Monday, November 21, 2011

Rationing winter grazing

There's still lots of green grass in this pasture.

I tried to get a ground view of this grass to show that's it's still about 8 inches deep. There's still lots of green despite two hard frosts lately. This photo was taken on Nov. 19.

You can see the summer grasses have pretty much withered and died. I'm no plant expert but I'm guessing the green grass is fescue or a perennial rye. 

This pasture is lying idle for now. The main doe herd is about a quarter mile away on a pasture that has practically no green left. They're trimming up the sage brush and eating lots of falling leaves. There are still some acorns to be had.

I put out a couple small molasses protein blocks, but the goats are barely eating on them. That shows they're still getting pretty good nutrition in the woods. If they can make a living out there for another few weeks, I can keep stockpiling the grass in the photo above until around Christmas. 

Goats getting their head stuck in fence

These twin doelings do everything together, even getting their heads stuck in the fence.

The goats that get their heads stuck in the fence seem to do it for no reason -- and do it over and over. But I've never had a set of twins that consistently get their heads stuck -- together. And if you look at the ground, they have the same dry leaves on both sides of the fence if they're looking for a snack.

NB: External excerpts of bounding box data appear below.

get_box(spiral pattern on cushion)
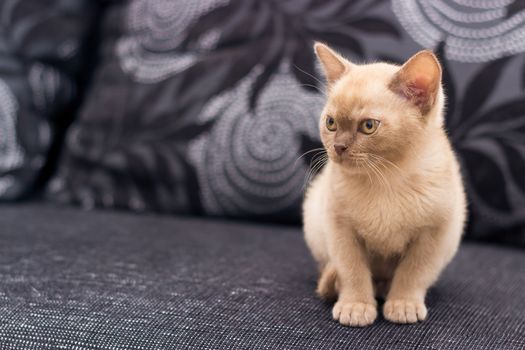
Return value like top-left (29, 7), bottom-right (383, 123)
top-left (116, 0), bottom-right (228, 83)
top-left (190, 67), bottom-right (323, 215)
top-left (392, 0), bottom-right (525, 62)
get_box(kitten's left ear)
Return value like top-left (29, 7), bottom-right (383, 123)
top-left (314, 42), bottom-right (350, 85)
top-left (390, 50), bottom-right (441, 115)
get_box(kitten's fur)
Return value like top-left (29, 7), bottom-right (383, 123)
top-left (303, 43), bottom-right (466, 326)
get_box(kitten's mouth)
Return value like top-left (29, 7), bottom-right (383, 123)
top-left (332, 154), bottom-right (368, 168)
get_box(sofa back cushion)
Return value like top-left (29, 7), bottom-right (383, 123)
top-left (0, 0), bottom-right (94, 201)
top-left (50, 0), bottom-right (525, 245)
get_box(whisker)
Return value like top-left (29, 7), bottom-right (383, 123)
top-left (294, 64), bottom-right (326, 89)
top-left (294, 147), bottom-right (326, 166)
top-left (300, 84), bottom-right (328, 97)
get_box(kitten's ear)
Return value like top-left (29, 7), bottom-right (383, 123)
top-left (390, 50), bottom-right (441, 115)
top-left (314, 42), bottom-right (350, 85)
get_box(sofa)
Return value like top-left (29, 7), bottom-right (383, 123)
top-left (0, 0), bottom-right (525, 350)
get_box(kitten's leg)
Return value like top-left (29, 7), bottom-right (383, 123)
top-left (316, 263), bottom-right (337, 301)
top-left (329, 231), bottom-right (377, 327)
top-left (383, 223), bottom-right (460, 323)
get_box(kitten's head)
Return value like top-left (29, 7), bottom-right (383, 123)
top-left (315, 43), bottom-right (444, 170)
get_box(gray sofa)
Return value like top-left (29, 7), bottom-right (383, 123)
top-left (0, 202), bottom-right (525, 350)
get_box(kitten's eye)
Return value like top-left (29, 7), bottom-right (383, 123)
top-left (326, 116), bottom-right (337, 131)
top-left (359, 119), bottom-right (379, 135)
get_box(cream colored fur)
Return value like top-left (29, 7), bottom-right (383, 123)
top-left (303, 44), bottom-right (466, 326)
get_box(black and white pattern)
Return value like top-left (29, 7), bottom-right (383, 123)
top-left (0, 0), bottom-right (93, 201)
top-left (51, 0), bottom-right (525, 242)
top-left (392, 0), bottom-right (525, 62)
top-left (189, 67), bottom-right (324, 215)
top-left (116, 0), bottom-right (228, 83)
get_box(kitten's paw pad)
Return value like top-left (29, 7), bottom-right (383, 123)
top-left (383, 300), bottom-right (427, 323)
top-left (332, 301), bottom-right (377, 327)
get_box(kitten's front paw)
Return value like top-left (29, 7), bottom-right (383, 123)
top-left (383, 299), bottom-right (427, 323)
top-left (332, 301), bottom-right (377, 327)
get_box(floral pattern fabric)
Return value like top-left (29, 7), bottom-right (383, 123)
top-left (0, 0), bottom-right (94, 201)
top-left (50, 0), bottom-right (525, 243)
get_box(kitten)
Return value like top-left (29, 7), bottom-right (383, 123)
top-left (303, 43), bottom-right (466, 326)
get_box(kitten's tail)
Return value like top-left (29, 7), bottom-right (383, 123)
top-left (316, 263), bottom-right (338, 301)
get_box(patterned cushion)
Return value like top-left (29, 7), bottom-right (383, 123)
top-left (51, 0), bottom-right (525, 242)
top-left (0, 0), bottom-right (95, 201)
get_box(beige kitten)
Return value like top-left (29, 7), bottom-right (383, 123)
top-left (303, 43), bottom-right (466, 326)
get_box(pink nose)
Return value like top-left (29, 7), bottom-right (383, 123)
top-left (334, 143), bottom-right (348, 156)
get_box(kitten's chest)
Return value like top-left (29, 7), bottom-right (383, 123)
top-left (338, 183), bottom-right (432, 255)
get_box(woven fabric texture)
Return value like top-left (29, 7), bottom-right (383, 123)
top-left (0, 205), bottom-right (525, 350)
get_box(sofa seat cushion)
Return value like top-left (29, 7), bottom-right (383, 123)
top-left (0, 204), bottom-right (525, 350)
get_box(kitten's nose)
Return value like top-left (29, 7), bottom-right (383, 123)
top-left (334, 143), bottom-right (348, 156)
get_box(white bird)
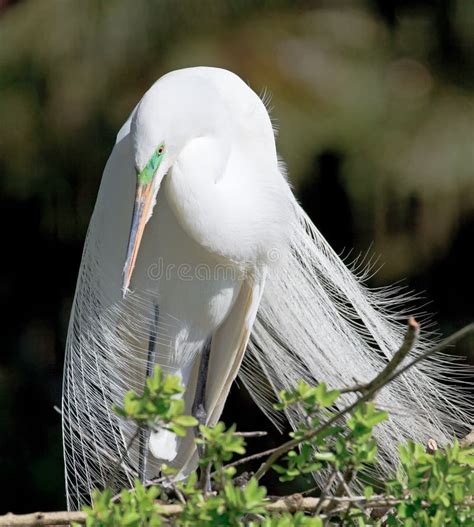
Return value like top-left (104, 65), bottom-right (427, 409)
top-left (62, 67), bottom-right (470, 508)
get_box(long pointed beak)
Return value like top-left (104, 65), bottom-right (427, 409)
top-left (122, 181), bottom-right (153, 297)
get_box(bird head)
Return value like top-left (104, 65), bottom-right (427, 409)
top-left (122, 69), bottom-right (229, 296)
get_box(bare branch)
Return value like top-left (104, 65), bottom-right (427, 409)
top-left (253, 318), bottom-right (474, 479)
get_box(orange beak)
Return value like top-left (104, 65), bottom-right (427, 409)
top-left (122, 181), bottom-right (153, 297)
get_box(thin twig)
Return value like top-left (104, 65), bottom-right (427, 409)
top-left (314, 467), bottom-right (337, 515)
top-left (341, 317), bottom-right (420, 393)
top-left (4, 495), bottom-right (474, 527)
top-left (254, 319), bottom-right (474, 479)
top-left (234, 431), bottom-right (268, 437)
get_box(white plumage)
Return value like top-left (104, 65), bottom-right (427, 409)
top-left (63, 68), bottom-right (470, 508)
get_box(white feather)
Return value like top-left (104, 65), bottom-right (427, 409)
top-left (63, 68), bottom-right (472, 508)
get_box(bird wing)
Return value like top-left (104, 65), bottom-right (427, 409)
top-left (206, 272), bottom-right (266, 425)
top-left (171, 270), bottom-right (267, 479)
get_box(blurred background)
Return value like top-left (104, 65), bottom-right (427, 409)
top-left (0, 0), bottom-right (474, 513)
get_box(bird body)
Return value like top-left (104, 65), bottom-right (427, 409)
top-left (63, 68), bottom-right (466, 508)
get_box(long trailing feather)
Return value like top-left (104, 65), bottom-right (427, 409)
top-left (241, 198), bottom-right (473, 478)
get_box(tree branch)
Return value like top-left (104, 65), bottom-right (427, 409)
top-left (253, 318), bottom-right (474, 479)
top-left (6, 495), bottom-right (466, 527)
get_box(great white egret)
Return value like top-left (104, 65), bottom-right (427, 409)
top-left (63, 67), bottom-right (469, 508)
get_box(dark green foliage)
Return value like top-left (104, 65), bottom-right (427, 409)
top-left (82, 367), bottom-right (474, 527)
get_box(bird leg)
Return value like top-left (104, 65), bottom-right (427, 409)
top-left (192, 338), bottom-right (212, 492)
top-left (138, 305), bottom-right (160, 483)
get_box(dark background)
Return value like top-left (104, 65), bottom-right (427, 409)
top-left (0, 0), bottom-right (474, 513)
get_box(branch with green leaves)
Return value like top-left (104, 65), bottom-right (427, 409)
top-left (0, 319), bottom-right (474, 527)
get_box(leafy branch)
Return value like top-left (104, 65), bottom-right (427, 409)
top-left (0, 319), bottom-right (474, 527)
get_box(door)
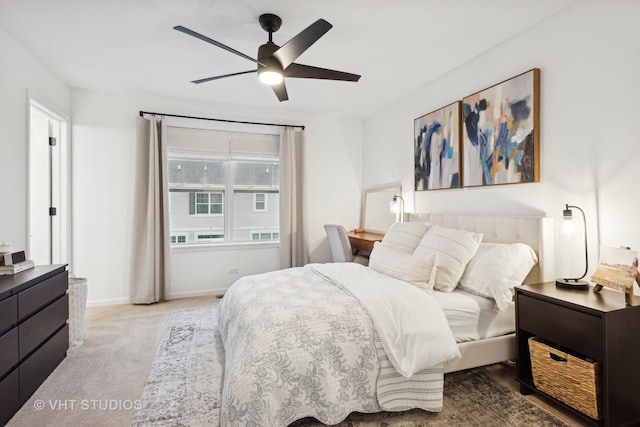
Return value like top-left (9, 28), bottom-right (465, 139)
top-left (27, 100), bottom-right (70, 264)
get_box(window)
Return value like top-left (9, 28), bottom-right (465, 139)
top-left (251, 231), bottom-right (280, 240)
top-left (191, 193), bottom-right (224, 215)
top-left (253, 193), bottom-right (267, 212)
top-left (167, 127), bottom-right (280, 245)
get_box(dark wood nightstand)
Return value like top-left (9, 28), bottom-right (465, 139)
top-left (516, 282), bottom-right (640, 426)
top-left (347, 231), bottom-right (384, 253)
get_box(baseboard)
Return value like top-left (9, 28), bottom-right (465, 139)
top-left (87, 288), bottom-right (228, 307)
top-left (87, 298), bottom-right (131, 307)
top-left (169, 288), bottom-right (228, 299)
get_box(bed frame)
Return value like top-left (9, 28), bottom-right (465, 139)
top-left (409, 213), bottom-right (555, 373)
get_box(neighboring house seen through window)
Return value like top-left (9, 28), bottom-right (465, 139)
top-left (167, 127), bottom-right (280, 246)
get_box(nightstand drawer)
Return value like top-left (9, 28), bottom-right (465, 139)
top-left (518, 294), bottom-right (604, 360)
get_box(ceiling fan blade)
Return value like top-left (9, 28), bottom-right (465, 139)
top-left (273, 19), bottom-right (333, 68)
top-left (173, 25), bottom-right (264, 65)
top-left (284, 64), bottom-right (360, 82)
top-left (191, 70), bottom-right (256, 84)
top-left (271, 81), bottom-right (289, 102)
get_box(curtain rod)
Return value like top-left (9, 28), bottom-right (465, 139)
top-left (140, 110), bottom-right (304, 130)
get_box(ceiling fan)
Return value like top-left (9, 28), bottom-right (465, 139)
top-left (173, 13), bottom-right (360, 102)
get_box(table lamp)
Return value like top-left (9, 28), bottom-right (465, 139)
top-left (389, 196), bottom-right (404, 222)
top-left (556, 204), bottom-right (589, 290)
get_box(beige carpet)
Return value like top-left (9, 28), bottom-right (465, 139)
top-left (8, 297), bottom-right (581, 427)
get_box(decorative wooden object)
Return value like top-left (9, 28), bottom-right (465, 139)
top-left (591, 246), bottom-right (640, 305)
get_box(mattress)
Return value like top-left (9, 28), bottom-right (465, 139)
top-left (431, 289), bottom-right (516, 343)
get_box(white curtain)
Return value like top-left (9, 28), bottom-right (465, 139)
top-left (280, 127), bottom-right (309, 268)
top-left (129, 116), bottom-right (170, 304)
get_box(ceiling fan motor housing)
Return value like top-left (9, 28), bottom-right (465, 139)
top-left (258, 42), bottom-right (283, 75)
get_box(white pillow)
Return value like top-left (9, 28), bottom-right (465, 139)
top-left (458, 243), bottom-right (538, 310)
top-left (369, 242), bottom-right (437, 292)
top-left (382, 222), bottom-right (431, 254)
top-left (413, 225), bottom-right (482, 292)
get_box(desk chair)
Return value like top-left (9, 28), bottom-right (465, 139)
top-left (324, 224), bottom-right (369, 265)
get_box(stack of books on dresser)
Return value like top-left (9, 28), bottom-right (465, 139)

Thank goodness I don't have a lot of the 6x6 field fencing, Most of my pastures are electric fencing or 6x12 field fencing. 

Wednesday, November 9, 2011

Tree makes precision strike on gate

Gusting winds Tuesday afternoon blew over a dead tree that I had been watching for awhile. I knew the tree was getting rotten; dead limbs had been falling off for awhile. I had not cut it down yet because of its close proximity to two pasture fences, a catch pen and a goat shed. I hadn't figured out how to take it down without damaging something. Mother Nature took care of the problem for me with precision that few loggers possess.

This rotten tree fell between the two metal gate posts
and destroyed the gate. The shed at left escaped damage.
The tree took out a small gate, but completely missed the shed. With a chainsaw and a cattle panel, the damage was repaired in less than an hour. 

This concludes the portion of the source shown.